A NUMBER of Venezuelan migrants were among a group of 37 participants who graduated after completing a Sustainable Hydroponics Agricultural Programme for young Entrepreneurs (Shape) on Friday.
The programme initially a venture of the various police youth clubs was expanded with funding from the European Union's International Organisation for Migration (IOM).
Sgt Jacey Small of the Central Division's Community-Oriented Policing Section directed the programme.
A statement from the police on Saturday said the participants are now poised to become young agricultural entrepreneurs.
It ran from August to September and culminated with the participants getting certificates during a graduation ceremony held at the PSL Building, Couva.
They were trained in hydroponics and traditional agricultural methods, financial management and sales strategy.
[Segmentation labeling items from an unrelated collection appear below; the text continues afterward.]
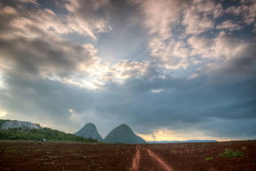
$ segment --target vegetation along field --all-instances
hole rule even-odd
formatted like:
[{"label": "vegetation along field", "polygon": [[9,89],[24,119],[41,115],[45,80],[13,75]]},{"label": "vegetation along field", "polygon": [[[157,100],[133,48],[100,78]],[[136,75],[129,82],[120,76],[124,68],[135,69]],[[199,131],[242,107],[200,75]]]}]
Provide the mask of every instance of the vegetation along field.
[{"label": "vegetation along field", "polygon": [[0,141],[1,170],[256,170],[255,158],[255,140],[139,146]]}]

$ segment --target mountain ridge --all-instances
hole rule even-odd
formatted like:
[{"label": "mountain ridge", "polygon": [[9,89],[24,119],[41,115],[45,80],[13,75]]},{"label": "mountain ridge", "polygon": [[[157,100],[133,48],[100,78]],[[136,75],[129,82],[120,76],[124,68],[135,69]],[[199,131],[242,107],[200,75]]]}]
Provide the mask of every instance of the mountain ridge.
[{"label": "mountain ridge", "polygon": [[124,124],[115,128],[103,140],[103,142],[124,144],[143,144],[147,141],[141,137],[136,135],[128,125]]},{"label": "mountain ridge", "polygon": [[98,140],[99,142],[103,141],[103,139],[99,133],[96,126],[93,123],[87,123],[80,130],[74,133],[76,136],[82,136],[84,138],[92,138]]}]

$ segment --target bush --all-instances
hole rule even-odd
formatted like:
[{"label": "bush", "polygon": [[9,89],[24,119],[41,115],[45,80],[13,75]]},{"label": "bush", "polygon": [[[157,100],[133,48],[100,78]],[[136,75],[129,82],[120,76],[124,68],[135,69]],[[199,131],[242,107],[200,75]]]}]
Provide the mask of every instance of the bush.
[{"label": "bush", "polygon": [[46,139],[48,141],[98,142],[96,139],[86,139],[49,128],[31,129],[26,133],[19,128],[0,130],[0,140],[40,141],[42,139]]}]

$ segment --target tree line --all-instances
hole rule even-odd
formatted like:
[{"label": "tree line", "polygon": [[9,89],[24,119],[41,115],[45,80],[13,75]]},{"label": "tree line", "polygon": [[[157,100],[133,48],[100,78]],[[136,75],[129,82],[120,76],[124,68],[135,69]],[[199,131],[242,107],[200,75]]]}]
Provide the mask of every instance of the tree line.
[{"label": "tree line", "polygon": [[41,141],[42,139],[48,141],[98,142],[97,139],[77,136],[49,128],[25,130],[22,128],[0,129],[0,140],[2,140]]}]

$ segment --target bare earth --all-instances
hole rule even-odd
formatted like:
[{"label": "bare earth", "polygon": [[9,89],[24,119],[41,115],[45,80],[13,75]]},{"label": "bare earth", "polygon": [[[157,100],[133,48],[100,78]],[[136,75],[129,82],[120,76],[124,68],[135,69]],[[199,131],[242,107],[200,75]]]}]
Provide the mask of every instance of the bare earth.
[{"label": "bare earth", "polygon": [[[243,151],[243,156],[219,156],[229,149]],[[0,141],[0,170],[256,170],[255,158],[254,140],[138,145]]]}]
Supt Subhash Ramkhelawan said police youth clubs are "still working with young people in the country to have positive change.”
"We understand the importance of proactively working with our young people and we are making a strong commitment to continue working with IOM through our TTPS police youth club organisation which officially started its movement in 1974."
There are now over 100 established clubs with over 7,000 members.
Small, one of the coordinators, said the project will improve the lives of the participants and the wider communities.
"The project, which will be an ongoing one, is targeting young people in the Central Division, providing alternative avenues to increase their capacity and providing an avenue to be self-sustainable while contributing to the greater good of their communities," Small said.
"What we are aiming to do is to ensure that young people can self-sustain, ensuring employment and tackling and addressing the issue of food security in the country. Although training ended the project is an ongoing one and it aims to be replicated throughout the Central Division and more so throughout TT."